For many of us, New Year’s resolutions are an annual tradition. And whether we resolve to replace the roof on that old barn or buy that new bush hog, our intentions are good. The challenge lies not in making the resolution but in following through. And though following through is easier said than done, it’s what makes a resolution become a reality. This is also true with our financial resolutions.
“When making financial resolutions, it is important to be realistic about what you can achieve and then be prepared to put your plan into action,” said Mark Foster, Director of Education for Credit Counseling of Arkansas (CCOA). “After you determine your goals for the coming year, write them down and post them in a visible area so you will be reminded of what you are working for.”
Foster added that it is important to be specific when making your goals. For example, if your goal is to save money for retirement, write down a specific amount you need to save in a specific period of time.
Saving for retirement is certainly a worthwhile goal, but you may have a different one in mind. Foster said that financial resolutions are up to the individual, but pointed to three of the most common goals and the steps required to achieve them.
1. Become organized. Many of us keep financial paperwork stuffed in a shoebox or crammed in a desk drawer with no semblance of order. But with a few folders and an inexpensive, locking file cabinet, you can become a model of organization. This will enable you to categorize bills to pay, bank statements, tax information, medical and insurance records, and receipts for large purchases. Also remember to properly shred sensitive documents when you no longer need them. This will help reduce the chances of identity theft. Becoming organized also includes proper budgeting. Make sure you maintain a comprehensive and realistic budget, and develop the discipline to stick to it. No business has ever achieved its financial goals without a budget, and few families have either.

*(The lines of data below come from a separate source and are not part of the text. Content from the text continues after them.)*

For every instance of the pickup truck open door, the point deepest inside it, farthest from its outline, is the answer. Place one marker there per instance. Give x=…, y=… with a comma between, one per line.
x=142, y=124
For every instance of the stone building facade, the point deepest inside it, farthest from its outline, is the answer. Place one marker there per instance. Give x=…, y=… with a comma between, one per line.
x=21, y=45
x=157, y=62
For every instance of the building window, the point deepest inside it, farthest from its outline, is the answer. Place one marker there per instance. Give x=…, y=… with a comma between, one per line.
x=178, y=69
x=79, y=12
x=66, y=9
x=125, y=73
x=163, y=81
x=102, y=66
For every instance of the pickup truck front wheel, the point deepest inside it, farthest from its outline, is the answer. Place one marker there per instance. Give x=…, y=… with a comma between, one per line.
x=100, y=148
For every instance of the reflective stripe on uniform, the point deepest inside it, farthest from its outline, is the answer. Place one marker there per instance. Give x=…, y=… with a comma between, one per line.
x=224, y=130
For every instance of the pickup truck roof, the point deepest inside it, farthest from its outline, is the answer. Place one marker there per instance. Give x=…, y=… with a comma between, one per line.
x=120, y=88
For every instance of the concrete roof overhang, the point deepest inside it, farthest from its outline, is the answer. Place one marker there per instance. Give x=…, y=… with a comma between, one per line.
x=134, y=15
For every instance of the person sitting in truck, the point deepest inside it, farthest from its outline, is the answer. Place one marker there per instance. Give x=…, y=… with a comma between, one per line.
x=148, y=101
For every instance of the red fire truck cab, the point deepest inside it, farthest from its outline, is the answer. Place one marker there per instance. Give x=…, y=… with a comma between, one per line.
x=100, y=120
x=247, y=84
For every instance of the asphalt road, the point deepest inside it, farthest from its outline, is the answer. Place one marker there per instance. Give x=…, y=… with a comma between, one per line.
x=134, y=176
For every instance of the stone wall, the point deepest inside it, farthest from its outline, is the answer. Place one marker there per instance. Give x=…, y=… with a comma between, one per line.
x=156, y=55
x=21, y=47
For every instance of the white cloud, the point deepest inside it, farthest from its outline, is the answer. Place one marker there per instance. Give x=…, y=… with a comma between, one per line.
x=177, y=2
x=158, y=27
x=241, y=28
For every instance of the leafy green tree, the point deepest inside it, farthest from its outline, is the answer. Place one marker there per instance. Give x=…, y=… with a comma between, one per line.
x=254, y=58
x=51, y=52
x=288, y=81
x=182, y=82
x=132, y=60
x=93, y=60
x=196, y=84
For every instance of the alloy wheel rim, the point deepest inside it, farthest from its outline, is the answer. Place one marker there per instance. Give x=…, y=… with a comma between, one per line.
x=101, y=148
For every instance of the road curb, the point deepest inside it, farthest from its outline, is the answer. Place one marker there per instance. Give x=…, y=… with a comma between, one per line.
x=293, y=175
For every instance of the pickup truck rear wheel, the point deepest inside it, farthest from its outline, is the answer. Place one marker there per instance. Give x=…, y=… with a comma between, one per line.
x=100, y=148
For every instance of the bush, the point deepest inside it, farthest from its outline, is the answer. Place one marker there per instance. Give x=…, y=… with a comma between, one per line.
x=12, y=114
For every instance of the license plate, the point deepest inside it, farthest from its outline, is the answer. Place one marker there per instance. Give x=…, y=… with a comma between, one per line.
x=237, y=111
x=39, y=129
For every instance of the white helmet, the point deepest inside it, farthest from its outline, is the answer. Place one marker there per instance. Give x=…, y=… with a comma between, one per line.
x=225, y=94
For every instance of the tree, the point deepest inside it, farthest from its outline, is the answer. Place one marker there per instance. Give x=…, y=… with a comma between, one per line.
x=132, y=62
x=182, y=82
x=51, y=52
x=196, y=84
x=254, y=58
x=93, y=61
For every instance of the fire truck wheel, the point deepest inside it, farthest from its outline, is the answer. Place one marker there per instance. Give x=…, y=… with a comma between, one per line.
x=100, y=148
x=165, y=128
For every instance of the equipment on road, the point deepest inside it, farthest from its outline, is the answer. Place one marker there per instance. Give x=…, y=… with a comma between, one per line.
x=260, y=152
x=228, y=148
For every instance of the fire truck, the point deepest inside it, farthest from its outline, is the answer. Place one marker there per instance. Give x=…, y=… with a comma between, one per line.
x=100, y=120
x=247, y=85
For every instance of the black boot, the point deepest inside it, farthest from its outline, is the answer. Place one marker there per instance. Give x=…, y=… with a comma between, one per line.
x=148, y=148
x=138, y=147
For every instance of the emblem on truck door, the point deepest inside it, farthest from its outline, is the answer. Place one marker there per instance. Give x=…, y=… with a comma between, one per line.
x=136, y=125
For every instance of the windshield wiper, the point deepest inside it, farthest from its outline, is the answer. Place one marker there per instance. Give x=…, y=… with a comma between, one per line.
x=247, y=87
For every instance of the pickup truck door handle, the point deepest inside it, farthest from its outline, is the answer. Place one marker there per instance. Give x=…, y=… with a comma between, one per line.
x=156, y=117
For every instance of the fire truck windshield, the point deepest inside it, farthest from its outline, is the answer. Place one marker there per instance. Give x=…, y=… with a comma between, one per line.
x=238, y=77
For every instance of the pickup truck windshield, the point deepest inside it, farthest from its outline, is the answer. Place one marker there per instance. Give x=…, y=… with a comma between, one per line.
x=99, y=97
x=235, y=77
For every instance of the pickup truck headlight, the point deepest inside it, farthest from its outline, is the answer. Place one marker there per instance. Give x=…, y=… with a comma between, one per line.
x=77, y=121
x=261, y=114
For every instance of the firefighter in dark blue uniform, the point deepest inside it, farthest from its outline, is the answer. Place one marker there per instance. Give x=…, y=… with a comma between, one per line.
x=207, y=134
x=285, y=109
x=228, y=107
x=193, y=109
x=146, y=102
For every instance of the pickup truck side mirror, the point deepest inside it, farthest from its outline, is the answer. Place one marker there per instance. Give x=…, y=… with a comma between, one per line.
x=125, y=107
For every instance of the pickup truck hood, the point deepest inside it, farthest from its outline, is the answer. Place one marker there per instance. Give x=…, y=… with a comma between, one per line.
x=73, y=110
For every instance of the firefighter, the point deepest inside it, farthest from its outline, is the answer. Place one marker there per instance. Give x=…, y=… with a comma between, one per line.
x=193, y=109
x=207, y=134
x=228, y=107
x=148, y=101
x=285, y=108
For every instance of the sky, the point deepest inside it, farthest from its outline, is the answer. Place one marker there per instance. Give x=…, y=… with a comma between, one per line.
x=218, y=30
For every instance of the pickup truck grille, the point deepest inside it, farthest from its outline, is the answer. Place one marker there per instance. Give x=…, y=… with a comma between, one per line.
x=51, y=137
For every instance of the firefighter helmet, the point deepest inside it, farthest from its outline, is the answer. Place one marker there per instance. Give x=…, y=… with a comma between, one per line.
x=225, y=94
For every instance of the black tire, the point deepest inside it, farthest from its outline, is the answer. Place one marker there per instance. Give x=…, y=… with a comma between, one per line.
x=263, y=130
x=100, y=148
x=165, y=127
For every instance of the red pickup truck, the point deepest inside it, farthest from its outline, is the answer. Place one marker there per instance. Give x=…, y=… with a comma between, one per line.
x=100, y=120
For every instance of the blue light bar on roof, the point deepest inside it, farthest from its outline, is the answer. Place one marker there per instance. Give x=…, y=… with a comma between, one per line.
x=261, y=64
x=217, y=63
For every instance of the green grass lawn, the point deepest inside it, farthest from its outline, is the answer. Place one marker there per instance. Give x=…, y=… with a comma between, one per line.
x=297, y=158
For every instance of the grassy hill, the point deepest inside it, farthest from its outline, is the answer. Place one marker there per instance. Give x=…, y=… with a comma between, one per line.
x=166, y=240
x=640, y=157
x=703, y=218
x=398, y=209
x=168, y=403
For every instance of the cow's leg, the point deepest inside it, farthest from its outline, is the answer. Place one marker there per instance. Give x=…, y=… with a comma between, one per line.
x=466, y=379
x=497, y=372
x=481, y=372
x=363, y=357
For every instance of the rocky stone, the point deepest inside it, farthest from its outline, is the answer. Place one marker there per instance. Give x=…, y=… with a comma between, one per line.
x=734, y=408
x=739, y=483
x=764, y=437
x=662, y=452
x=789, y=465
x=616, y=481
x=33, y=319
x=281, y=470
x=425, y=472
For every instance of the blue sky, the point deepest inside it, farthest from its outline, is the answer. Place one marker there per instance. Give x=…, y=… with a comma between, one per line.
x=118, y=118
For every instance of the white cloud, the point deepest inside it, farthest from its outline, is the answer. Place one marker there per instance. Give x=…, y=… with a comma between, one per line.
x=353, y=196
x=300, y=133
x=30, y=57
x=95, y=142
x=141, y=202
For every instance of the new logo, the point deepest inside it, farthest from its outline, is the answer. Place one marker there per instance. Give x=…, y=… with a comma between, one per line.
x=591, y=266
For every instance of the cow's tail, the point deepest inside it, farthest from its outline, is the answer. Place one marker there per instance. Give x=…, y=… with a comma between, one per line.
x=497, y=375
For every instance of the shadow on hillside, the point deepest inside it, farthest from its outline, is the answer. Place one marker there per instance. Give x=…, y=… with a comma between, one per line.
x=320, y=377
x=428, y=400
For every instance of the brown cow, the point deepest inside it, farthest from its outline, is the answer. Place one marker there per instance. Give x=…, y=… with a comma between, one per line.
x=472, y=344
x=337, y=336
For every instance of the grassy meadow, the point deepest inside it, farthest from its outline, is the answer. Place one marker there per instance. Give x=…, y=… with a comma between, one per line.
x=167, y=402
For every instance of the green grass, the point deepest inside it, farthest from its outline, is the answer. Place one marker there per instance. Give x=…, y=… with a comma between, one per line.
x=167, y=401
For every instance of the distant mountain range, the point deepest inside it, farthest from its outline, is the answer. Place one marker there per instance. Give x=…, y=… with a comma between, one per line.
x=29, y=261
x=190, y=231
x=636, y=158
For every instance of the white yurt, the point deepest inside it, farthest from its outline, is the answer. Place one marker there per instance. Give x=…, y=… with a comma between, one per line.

2. Get out of debt. Start this process by taking inventory of your credit card balances, the interest rate on each account, and the minimum monthly payment. Pay off the credit cards with the highest interest rate so that you will not pay as much in interest over time. It also never hurts to consult a professional. Non-profit credit counseling agencies offer free budgeting sessions, and their debt management plans often feature the elimination of late and over-the-limit fees and lower interest rates if the program is right for you. Just make sure the organization you consult is in good standing with the Better Business Bureau and its counselors are certified professionals.
3. Start saving. This is the key to buying a home, having enough income for retirement, giving more to charity, or just being prepared for those unexpected expenses that invariably arise. The extent to which you can save depends on your individual situation, but Foster recommends you strive to save 10 percent of your net income (AKA “take-home pay”) each pay period. Furthermore, putting savings at the top of your budget makes it a priority instead of an afterthought.
So, right up there with exercising and being more charitable, resolve to become a more effective money manager this New Year. Just keep in mind that utilizing organization and discipline will be required to turn that resolve into a reality.